Yaesu FL-50B Transmitter
2. Modifications to the keying circuit
3. Modifications to the receiver mute circuit
4. Additional 'RX Mute' Circuit
I bought this transmitter, shown in the centre, (and the matching FR-50B
receiver) from an eBay seller who was selling a significant amount of
equipment belonging to her late father, Mike G0JVB (previously G6MUI).
This mainly valved equipment was probably made in the late 1960s and had
been designed to meet the requirements of novice licensees. The
transmitter uses valves (and semiconductor diodes) throughout. The
result is a
transmitter that is effective all five bands: 80, 40, 20,
15 and 10 m. The operator has the option of using the internal
crystal oscillator, or an external VFO. It was intended that the VFO
in the FR-50B would be used as the VFO. However, VFO stability
problems inherent in the design of the FR-50B switched-range VFO would tend
to rule out such operation in these days of high stability 'black boxes'.
Further details of the FL-50B can be found on this
RigPix web page.
Being a CW-only operator, this transmitter needed modifying so that it stood
any chance of being used on a regular basis. While my modifications
may detract from the previous 'original' status of this equipment, I knew
that this transmitter would simply gather dust if I didn't improve its features
I have modified the keying line so that the external keying device (such as
a morse key) now pulls an internal + 5v rail to ground,
and interfaces to the internal grid block keying using a high voltage
transistor. I have also modified the muting arrangements so that the FL-50B
now mutes an external receiver by extending a ground on 'transmit' (rather than
the original design that extended a ground on 'receive').
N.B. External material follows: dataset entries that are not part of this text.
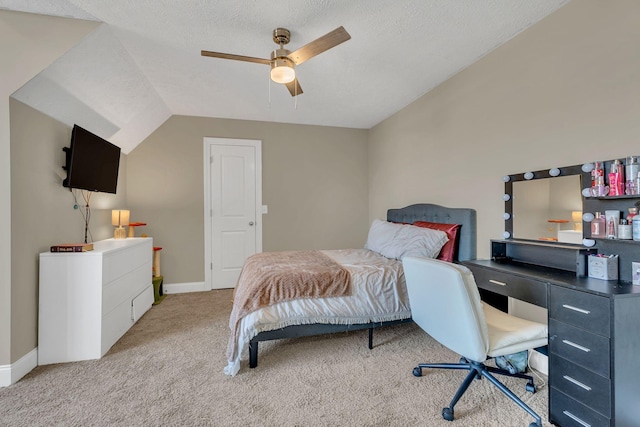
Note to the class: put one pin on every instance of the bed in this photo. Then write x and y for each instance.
(366, 304)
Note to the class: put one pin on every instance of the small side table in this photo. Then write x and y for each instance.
(156, 261)
(158, 294)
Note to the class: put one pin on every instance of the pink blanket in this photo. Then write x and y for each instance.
(271, 277)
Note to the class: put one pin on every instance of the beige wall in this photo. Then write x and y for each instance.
(563, 92)
(314, 182)
(28, 44)
(43, 212)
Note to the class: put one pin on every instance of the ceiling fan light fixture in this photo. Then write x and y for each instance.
(282, 70)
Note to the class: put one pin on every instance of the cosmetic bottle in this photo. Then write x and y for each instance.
(597, 171)
(615, 178)
(635, 226)
(611, 229)
(624, 230)
(599, 189)
(612, 219)
(598, 226)
(631, 170)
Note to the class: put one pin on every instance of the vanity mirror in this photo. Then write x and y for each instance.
(544, 205)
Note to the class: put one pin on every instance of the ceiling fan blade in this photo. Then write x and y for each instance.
(316, 47)
(294, 87)
(235, 57)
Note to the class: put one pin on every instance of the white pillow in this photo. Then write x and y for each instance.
(399, 240)
(381, 236)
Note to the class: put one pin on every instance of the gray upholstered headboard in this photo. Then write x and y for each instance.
(435, 213)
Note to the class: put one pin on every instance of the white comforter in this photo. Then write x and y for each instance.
(379, 294)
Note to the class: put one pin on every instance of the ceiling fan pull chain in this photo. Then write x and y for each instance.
(269, 83)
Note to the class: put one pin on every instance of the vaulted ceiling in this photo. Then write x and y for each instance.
(142, 64)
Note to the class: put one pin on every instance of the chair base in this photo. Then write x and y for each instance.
(478, 370)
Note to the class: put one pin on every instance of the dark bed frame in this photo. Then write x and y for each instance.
(466, 250)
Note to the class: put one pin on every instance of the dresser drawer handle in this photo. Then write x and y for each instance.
(578, 346)
(576, 382)
(576, 419)
(579, 310)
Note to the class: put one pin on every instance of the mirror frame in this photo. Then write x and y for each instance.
(528, 176)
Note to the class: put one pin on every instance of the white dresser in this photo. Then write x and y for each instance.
(89, 300)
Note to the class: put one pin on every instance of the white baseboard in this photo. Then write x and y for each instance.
(181, 288)
(11, 374)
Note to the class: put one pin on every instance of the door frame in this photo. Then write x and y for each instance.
(208, 243)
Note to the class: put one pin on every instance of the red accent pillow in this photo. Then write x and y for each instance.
(448, 251)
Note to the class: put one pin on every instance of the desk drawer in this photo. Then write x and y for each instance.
(581, 309)
(594, 391)
(529, 290)
(567, 412)
(588, 350)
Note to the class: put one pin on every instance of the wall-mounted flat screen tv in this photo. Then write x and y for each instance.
(92, 162)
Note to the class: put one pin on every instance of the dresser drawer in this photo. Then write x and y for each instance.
(581, 309)
(594, 391)
(567, 412)
(529, 290)
(588, 350)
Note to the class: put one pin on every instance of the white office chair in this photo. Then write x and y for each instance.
(445, 303)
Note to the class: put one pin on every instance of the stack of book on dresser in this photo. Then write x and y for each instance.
(72, 247)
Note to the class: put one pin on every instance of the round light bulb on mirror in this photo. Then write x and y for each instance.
(587, 167)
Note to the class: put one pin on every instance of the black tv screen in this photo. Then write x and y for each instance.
(92, 162)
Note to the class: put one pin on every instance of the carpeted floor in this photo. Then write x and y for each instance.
(167, 371)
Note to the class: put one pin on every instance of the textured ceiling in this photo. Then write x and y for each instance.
(143, 63)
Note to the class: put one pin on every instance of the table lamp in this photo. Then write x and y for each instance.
(119, 219)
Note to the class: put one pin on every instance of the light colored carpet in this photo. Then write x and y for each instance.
(167, 370)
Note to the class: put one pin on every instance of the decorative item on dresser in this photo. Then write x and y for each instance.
(593, 338)
(372, 304)
(88, 300)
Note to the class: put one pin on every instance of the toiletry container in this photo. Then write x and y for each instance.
(631, 170)
(624, 230)
(635, 230)
(598, 226)
(616, 180)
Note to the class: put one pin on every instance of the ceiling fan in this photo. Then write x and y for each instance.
(283, 61)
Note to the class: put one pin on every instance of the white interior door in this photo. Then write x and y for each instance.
(234, 210)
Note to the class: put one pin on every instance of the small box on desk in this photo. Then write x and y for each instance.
(635, 273)
(603, 267)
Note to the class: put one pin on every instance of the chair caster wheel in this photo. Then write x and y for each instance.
(447, 414)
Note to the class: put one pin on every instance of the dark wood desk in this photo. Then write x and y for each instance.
(594, 336)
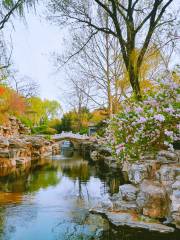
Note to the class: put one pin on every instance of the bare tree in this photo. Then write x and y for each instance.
(133, 24)
(25, 86)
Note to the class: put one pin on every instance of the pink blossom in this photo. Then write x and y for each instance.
(142, 120)
(159, 117)
(168, 133)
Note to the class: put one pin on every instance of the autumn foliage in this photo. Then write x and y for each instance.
(11, 103)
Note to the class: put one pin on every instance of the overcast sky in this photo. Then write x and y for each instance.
(33, 45)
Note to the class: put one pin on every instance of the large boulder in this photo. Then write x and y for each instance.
(166, 156)
(128, 192)
(4, 143)
(175, 203)
(138, 172)
(153, 200)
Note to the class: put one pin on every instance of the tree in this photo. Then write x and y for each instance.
(9, 7)
(25, 86)
(133, 23)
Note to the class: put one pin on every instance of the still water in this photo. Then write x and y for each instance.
(50, 201)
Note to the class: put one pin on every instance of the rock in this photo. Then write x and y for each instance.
(94, 156)
(153, 200)
(176, 185)
(166, 175)
(4, 143)
(138, 172)
(4, 154)
(127, 219)
(128, 192)
(167, 155)
(124, 206)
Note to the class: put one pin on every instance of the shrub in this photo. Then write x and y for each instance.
(146, 126)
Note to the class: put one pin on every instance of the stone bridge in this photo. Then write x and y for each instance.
(76, 139)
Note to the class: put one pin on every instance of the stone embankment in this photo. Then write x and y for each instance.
(151, 197)
(18, 147)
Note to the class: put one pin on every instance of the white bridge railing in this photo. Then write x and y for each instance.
(70, 135)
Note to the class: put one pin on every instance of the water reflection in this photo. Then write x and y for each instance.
(50, 200)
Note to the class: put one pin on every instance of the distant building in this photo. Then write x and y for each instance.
(91, 129)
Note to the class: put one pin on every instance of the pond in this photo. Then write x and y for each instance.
(50, 201)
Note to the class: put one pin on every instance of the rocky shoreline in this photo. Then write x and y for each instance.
(150, 198)
(19, 148)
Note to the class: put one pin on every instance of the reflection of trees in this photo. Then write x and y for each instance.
(2, 222)
(38, 176)
(77, 171)
(111, 177)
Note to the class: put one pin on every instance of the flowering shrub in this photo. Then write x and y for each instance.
(146, 126)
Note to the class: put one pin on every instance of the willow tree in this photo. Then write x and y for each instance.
(133, 23)
(8, 9)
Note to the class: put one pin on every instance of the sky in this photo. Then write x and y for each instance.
(34, 42)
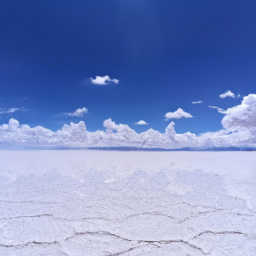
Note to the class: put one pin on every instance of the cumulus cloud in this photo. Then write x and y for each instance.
(141, 122)
(179, 113)
(227, 94)
(79, 112)
(103, 80)
(220, 110)
(10, 110)
(243, 115)
(239, 130)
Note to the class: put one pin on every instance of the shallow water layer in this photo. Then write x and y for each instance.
(127, 203)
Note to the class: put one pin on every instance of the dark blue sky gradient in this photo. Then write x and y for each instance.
(166, 53)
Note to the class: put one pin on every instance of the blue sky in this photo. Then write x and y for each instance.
(165, 53)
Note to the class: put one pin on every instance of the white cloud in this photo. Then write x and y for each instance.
(103, 80)
(220, 110)
(141, 122)
(79, 112)
(179, 113)
(227, 94)
(243, 115)
(239, 130)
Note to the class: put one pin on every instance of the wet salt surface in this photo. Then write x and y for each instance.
(127, 203)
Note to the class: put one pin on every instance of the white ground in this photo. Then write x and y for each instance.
(74, 203)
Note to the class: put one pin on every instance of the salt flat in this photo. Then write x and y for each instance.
(84, 202)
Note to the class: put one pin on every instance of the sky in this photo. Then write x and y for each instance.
(134, 61)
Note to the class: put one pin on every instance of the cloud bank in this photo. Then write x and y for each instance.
(179, 113)
(239, 130)
(103, 80)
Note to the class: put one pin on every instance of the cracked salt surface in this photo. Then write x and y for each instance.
(74, 203)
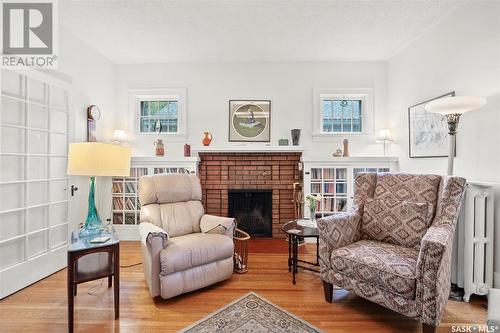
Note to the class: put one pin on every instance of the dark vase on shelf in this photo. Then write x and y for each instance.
(295, 136)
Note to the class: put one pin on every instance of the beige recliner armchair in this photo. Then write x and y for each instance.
(182, 248)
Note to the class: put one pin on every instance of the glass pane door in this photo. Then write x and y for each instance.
(33, 181)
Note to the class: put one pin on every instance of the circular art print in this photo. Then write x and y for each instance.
(249, 121)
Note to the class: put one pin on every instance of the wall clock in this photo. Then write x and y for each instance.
(93, 114)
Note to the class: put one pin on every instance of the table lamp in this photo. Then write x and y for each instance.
(97, 159)
(452, 108)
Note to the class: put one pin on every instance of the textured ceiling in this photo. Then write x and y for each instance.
(250, 31)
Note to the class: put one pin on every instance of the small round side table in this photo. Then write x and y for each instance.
(296, 233)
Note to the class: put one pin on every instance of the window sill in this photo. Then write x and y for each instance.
(174, 136)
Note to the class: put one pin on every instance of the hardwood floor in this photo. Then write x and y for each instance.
(42, 307)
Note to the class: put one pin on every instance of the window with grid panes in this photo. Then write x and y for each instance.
(159, 116)
(341, 115)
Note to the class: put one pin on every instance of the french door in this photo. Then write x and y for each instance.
(33, 182)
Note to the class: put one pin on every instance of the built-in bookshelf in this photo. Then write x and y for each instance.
(334, 180)
(125, 200)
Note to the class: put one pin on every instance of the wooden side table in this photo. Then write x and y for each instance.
(91, 261)
(293, 247)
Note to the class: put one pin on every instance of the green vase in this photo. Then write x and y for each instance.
(312, 211)
(93, 224)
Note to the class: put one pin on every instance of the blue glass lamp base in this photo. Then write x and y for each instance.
(93, 225)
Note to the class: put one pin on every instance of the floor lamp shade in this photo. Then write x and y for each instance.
(97, 159)
(452, 108)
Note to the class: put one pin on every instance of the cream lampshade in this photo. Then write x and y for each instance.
(96, 159)
(452, 108)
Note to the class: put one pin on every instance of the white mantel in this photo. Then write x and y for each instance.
(150, 160)
(354, 159)
(243, 148)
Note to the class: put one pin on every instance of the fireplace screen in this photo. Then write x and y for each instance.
(252, 210)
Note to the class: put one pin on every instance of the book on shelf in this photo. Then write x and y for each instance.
(316, 173)
(328, 188)
(129, 187)
(117, 204)
(117, 187)
(129, 204)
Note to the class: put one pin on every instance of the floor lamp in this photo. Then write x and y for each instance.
(97, 159)
(452, 108)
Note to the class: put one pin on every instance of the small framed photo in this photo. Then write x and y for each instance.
(428, 132)
(249, 121)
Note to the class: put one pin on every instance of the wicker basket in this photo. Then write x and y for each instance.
(240, 256)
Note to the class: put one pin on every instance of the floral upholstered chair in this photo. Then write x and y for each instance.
(394, 247)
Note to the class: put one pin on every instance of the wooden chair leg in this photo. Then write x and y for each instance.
(328, 288)
(428, 328)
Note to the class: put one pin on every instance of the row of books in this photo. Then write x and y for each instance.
(120, 204)
(329, 173)
(118, 187)
(329, 188)
(170, 170)
(118, 218)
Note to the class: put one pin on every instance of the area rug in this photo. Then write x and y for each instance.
(251, 314)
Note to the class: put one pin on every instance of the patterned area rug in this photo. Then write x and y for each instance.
(251, 314)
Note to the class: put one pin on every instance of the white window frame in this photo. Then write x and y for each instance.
(138, 95)
(365, 95)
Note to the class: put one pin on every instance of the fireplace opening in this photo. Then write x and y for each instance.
(252, 209)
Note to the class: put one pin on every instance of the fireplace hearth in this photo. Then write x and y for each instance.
(252, 210)
(276, 172)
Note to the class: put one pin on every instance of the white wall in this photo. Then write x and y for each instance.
(288, 85)
(92, 77)
(461, 53)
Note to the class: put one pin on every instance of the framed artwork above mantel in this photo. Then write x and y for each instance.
(249, 121)
(427, 132)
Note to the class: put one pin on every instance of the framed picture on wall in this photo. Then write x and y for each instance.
(428, 132)
(249, 121)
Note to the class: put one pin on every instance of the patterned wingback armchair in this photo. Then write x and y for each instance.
(394, 247)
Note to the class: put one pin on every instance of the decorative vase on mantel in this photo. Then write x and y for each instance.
(312, 212)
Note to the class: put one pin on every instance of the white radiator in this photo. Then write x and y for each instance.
(472, 264)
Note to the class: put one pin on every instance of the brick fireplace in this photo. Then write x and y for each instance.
(276, 171)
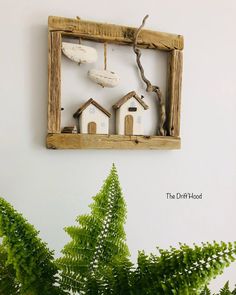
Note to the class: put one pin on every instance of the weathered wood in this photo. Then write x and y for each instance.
(88, 141)
(149, 87)
(54, 82)
(102, 32)
(175, 65)
(129, 122)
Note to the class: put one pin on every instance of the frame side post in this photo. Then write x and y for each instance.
(54, 82)
(175, 66)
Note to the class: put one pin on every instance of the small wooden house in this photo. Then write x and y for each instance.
(93, 118)
(129, 114)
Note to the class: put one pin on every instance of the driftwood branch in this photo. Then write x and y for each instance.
(149, 86)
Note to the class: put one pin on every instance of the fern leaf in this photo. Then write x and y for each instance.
(97, 240)
(32, 261)
(182, 271)
(8, 283)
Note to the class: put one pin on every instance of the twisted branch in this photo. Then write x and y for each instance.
(150, 87)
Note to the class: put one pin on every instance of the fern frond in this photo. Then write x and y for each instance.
(29, 256)
(225, 290)
(8, 283)
(97, 240)
(182, 271)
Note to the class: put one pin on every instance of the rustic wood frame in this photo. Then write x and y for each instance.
(59, 27)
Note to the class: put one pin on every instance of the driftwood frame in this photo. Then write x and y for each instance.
(59, 27)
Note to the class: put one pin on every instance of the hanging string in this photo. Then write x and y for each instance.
(105, 56)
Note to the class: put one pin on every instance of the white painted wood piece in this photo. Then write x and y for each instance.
(138, 117)
(93, 118)
(93, 114)
(104, 78)
(79, 53)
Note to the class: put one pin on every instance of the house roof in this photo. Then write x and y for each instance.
(127, 97)
(86, 104)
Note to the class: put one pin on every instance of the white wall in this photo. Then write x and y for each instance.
(52, 187)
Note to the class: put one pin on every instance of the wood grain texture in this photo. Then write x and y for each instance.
(54, 82)
(102, 32)
(175, 65)
(87, 141)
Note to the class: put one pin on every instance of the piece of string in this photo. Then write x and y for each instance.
(105, 56)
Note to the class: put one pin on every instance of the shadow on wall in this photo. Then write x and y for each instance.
(38, 53)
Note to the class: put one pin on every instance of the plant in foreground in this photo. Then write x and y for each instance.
(96, 260)
(31, 260)
(97, 241)
(224, 291)
(8, 283)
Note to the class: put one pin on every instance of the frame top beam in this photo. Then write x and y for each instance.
(103, 32)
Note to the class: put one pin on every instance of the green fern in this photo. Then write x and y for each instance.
(206, 291)
(97, 241)
(182, 271)
(8, 283)
(32, 261)
(225, 290)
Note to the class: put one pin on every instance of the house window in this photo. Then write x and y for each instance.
(103, 124)
(92, 110)
(132, 104)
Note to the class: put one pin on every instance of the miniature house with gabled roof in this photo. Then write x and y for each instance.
(129, 114)
(93, 118)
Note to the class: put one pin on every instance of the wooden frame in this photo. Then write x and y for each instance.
(59, 27)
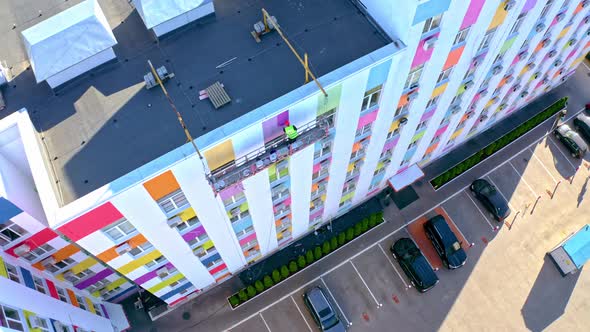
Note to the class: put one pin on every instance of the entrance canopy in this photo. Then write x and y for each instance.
(578, 246)
(406, 177)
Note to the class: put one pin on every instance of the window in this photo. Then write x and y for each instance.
(518, 23)
(485, 43)
(142, 248)
(371, 98)
(414, 77)
(461, 36)
(61, 293)
(12, 272)
(432, 23)
(120, 229)
(172, 202)
(54, 267)
(38, 252)
(10, 318)
(9, 232)
(444, 75)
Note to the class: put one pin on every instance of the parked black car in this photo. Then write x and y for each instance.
(414, 264)
(489, 196)
(322, 311)
(445, 242)
(582, 125)
(572, 140)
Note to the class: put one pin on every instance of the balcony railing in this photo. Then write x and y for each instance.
(273, 153)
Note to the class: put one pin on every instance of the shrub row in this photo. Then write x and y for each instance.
(493, 147)
(310, 256)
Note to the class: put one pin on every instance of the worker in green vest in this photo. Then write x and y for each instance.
(291, 132)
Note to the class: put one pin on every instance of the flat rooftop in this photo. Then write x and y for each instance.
(105, 124)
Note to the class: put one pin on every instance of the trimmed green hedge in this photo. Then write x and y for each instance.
(494, 147)
(311, 255)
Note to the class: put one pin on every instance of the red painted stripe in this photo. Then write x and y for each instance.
(52, 290)
(38, 239)
(90, 222)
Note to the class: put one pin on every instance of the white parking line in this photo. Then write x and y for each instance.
(336, 302)
(393, 265)
(364, 283)
(524, 181)
(549, 138)
(543, 165)
(301, 313)
(264, 321)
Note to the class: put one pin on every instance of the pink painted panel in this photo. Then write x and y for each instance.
(231, 191)
(472, 13)
(367, 118)
(529, 5)
(248, 238)
(423, 55)
(427, 115)
(440, 131)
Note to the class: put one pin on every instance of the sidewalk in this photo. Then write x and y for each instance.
(210, 311)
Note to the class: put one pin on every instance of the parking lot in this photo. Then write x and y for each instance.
(506, 280)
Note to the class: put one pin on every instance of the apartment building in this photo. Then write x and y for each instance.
(399, 84)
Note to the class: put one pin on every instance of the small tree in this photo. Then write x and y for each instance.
(234, 300)
(341, 239)
(276, 276)
(259, 286)
(309, 257)
(349, 234)
(268, 283)
(285, 271)
(293, 267)
(242, 295)
(251, 291)
(301, 262)
(334, 243)
(326, 248)
(317, 253)
(364, 225)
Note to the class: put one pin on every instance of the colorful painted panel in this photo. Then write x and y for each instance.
(91, 222)
(161, 185)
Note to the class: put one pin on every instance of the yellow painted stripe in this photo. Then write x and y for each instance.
(3, 271)
(89, 305)
(139, 262)
(88, 262)
(165, 283)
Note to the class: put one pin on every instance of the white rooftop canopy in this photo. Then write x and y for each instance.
(156, 12)
(67, 39)
(406, 177)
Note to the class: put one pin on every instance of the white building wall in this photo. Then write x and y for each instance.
(210, 211)
(147, 217)
(346, 123)
(301, 181)
(258, 194)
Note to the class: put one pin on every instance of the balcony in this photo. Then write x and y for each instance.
(262, 158)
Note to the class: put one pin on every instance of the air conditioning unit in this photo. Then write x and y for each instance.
(163, 272)
(22, 250)
(123, 248)
(559, 17)
(468, 85)
(429, 43)
(509, 5)
(496, 70)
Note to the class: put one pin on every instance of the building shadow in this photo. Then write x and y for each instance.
(548, 298)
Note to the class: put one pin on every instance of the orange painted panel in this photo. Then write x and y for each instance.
(65, 252)
(72, 298)
(162, 185)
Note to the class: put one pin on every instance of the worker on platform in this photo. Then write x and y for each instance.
(291, 132)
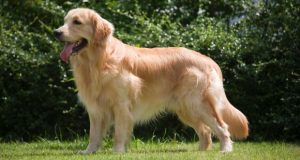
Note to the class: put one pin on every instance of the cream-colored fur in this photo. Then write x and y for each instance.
(122, 85)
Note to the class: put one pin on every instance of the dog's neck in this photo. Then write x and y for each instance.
(98, 55)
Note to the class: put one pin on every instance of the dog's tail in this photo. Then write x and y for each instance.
(236, 120)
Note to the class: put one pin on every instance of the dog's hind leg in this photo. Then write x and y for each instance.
(202, 130)
(123, 126)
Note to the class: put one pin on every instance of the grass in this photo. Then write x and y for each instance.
(45, 149)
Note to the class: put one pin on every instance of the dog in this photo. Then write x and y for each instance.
(122, 85)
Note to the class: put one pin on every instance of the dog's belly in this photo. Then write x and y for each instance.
(145, 110)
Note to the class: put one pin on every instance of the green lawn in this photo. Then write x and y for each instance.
(57, 150)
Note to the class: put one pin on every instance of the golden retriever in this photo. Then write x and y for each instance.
(122, 85)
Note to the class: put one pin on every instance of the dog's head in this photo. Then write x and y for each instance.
(83, 28)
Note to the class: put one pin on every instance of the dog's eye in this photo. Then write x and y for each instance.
(77, 22)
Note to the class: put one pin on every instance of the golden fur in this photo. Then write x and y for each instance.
(123, 85)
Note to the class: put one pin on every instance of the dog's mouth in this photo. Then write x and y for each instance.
(72, 48)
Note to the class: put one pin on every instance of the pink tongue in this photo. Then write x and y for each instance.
(65, 54)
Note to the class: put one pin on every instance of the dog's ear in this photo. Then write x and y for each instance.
(102, 30)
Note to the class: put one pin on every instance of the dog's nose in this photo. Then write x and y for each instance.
(57, 33)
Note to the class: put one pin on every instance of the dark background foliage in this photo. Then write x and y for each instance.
(256, 43)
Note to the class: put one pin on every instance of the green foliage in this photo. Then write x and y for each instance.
(258, 53)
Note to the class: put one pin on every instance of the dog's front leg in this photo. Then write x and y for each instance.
(123, 126)
(98, 128)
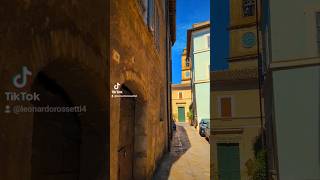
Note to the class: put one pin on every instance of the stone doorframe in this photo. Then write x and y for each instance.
(137, 86)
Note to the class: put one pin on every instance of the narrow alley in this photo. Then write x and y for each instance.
(189, 157)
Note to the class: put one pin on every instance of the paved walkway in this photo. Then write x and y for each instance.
(189, 158)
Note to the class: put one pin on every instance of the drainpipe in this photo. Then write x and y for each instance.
(258, 4)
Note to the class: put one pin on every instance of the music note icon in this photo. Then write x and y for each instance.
(20, 80)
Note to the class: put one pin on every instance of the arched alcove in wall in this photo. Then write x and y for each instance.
(132, 151)
(69, 145)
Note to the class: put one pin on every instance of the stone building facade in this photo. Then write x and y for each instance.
(142, 33)
(63, 47)
(181, 93)
(236, 112)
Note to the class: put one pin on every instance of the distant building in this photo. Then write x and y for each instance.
(198, 51)
(142, 34)
(235, 101)
(181, 93)
(291, 65)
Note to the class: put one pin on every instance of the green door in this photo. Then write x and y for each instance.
(181, 114)
(229, 161)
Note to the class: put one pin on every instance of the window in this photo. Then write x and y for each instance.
(188, 62)
(143, 6)
(318, 29)
(157, 30)
(150, 15)
(225, 107)
(188, 74)
(248, 7)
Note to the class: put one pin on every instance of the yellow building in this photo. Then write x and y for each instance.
(181, 93)
(235, 99)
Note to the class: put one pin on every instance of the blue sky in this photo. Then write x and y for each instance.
(188, 13)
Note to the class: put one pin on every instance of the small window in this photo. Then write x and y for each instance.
(187, 74)
(150, 14)
(188, 62)
(143, 6)
(157, 30)
(225, 107)
(248, 7)
(318, 29)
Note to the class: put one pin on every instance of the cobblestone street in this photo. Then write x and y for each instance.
(189, 158)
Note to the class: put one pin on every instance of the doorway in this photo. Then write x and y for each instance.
(127, 134)
(181, 114)
(56, 136)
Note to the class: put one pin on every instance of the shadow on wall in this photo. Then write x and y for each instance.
(179, 146)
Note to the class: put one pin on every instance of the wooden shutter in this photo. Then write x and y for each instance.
(226, 109)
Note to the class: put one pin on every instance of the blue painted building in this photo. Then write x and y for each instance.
(198, 50)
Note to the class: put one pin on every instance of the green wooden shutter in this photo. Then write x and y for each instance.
(228, 162)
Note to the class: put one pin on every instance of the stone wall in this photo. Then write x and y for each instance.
(137, 65)
(66, 40)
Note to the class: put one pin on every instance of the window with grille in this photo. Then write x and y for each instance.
(188, 62)
(248, 8)
(157, 30)
(318, 30)
(225, 107)
(143, 6)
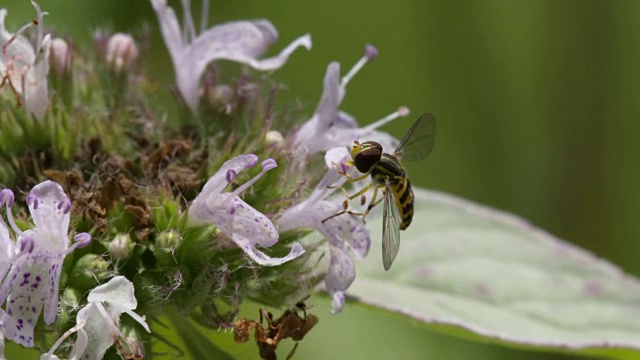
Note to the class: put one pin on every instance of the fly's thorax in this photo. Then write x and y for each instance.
(366, 155)
(388, 168)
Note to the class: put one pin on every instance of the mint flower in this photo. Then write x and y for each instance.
(32, 281)
(241, 41)
(342, 232)
(329, 127)
(236, 219)
(97, 324)
(25, 67)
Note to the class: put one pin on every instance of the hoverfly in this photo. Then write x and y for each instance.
(388, 174)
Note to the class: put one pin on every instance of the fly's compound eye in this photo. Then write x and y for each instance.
(368, 155)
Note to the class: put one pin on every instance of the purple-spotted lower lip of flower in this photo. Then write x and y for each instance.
(98, 322)
(6, 198)
(240, 222)
(341, 232)
(240, 41)
(31, 283)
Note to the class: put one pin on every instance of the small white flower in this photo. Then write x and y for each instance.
(329, 127)
(240, 41)
(61, 56)
(243, 224)
(343, 232)
(97, 324)
(33, 279)
(122, 51)
(25, 67)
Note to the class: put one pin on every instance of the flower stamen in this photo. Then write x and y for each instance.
(370, 54)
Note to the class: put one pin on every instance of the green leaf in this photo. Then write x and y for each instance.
(482, 274)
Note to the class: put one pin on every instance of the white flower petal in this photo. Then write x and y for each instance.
(243, 224)
(118, 290)
(240, 41)
(264, 260)
(49, 207)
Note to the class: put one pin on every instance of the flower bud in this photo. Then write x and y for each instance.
(121, 247)
(131, 346)
(220, 97)
(274, 138)
(90, 271)
(122, 51)
(70, 301)
(166, 243)
(61, 57)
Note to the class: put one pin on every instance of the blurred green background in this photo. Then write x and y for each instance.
(538, 104)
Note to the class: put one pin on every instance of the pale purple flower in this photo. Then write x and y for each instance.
(244, 225)
(240, 41)
(329, 127)
(97, 324)
(342, 232)
(33, 279)
(24, 66)
(61, 55)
Because the VFO in the companion receiver is very unstable, I have designed and built a
DDS VFO for use with the FL-50B. My design is based on the work of Paul
VK3HN. You can see my DDS VFO in the above photo, to the
right of the transmitter.
I also added an additional RCA ('phono') socket to extend the keying line for
use with an external sidetone oscillator.
Further details of the above
changes are provided below.
Finally, I altered the PA pi-tank coil taps on all five bands to improve PA
efficiency into 50 ohms. The PA neutralising capacitor needed tweaking also.
If you would like more specific information included, please let me know and I
will update this page accordingly.
Modifications to the keying circuit
Many rigs designed in the 1960s used the 'grid block' keying method to
generate CW signals. This involved applying a large negative voltage to the
control grid of the PA valve(s) which resulted in the PA being turned off at
'key up'. To key (turn on) the PA at 'key down', the negative
control voltage was shorted to ground by operation of the morse key.
Apart from extending a high voltage to the terminals of the key, this worked
well enough. Operators soon learned not to touch the terminals!
However, modern semiconductor morse keyers are often designed to key a low
positive voltage (within the transmitter) to ground. With this in
mind, and to make the
FL-50B compatible with my electronic keyers, I decided to provide an
internal interface circuit so that the keying device 'saw' a low positive
voltage rather than a high negative voltage.
I used a small piece of tinned, copper clad board to secure the
necessary components using ugly construction. The board was then held
in place using double-sided tape.
The circuit uses a readily available high voltage transistor (2N6520) which
is powered from the 6.3 v AC heater supply via a half wave rectifier.
The next change I made was to add a little bracket to the rear runner of the
transmitter upon which two RCA (phono) sockets were added: an 'RX MUTE'
socket, and a 'KEYING OUT' socket.
I'll say more about the RX MUTE socket in a separate section (below).
The KEYING OUT socket simply extends the 'KEYING IN' line from the morse key
so that external devices (such as a sidetone oscillator) can be keyed at the
same time as the FL-50B. This was required to ensure compatibility
with other elements of my station equipment.
Modifications to the receiver mute circuit
Both the FL-50B and the companion FR-50B receiver were designed such that
receiver was muted by providing a ground on receive. I never liked
this protocol on any of my station equipment, so I needed to change this
part of the design. But there was another issue! The FR-50B
needed an internal +150v line to be grounded in order to un-mute the
receiver. As with CW keying of the FL-50B transmitter (see above), the
presence of high voltage control signals was incompatible with my other
For this reason, I provided an interface circuit within the FR-50B receiver
so that the receiver is now muted by pulling a low positive voltage to
ground on 'transmit' (rather than pulling a
high negative voltage to ground on 'receive'). The new RX MUTE
socket on the transmitter provides the required ground on 'transmit'. To retain compatibility with other Yaesu
equipment, the ground on transmit is still available at the Accessory socket
of the transmitter.
Additional 'RX Mute' Circuit
This circuit generates a 'RX Mute' signal (pulls a
positive voltage to ground) when the
transmitter is in the 'Operate' ('transmit') mode.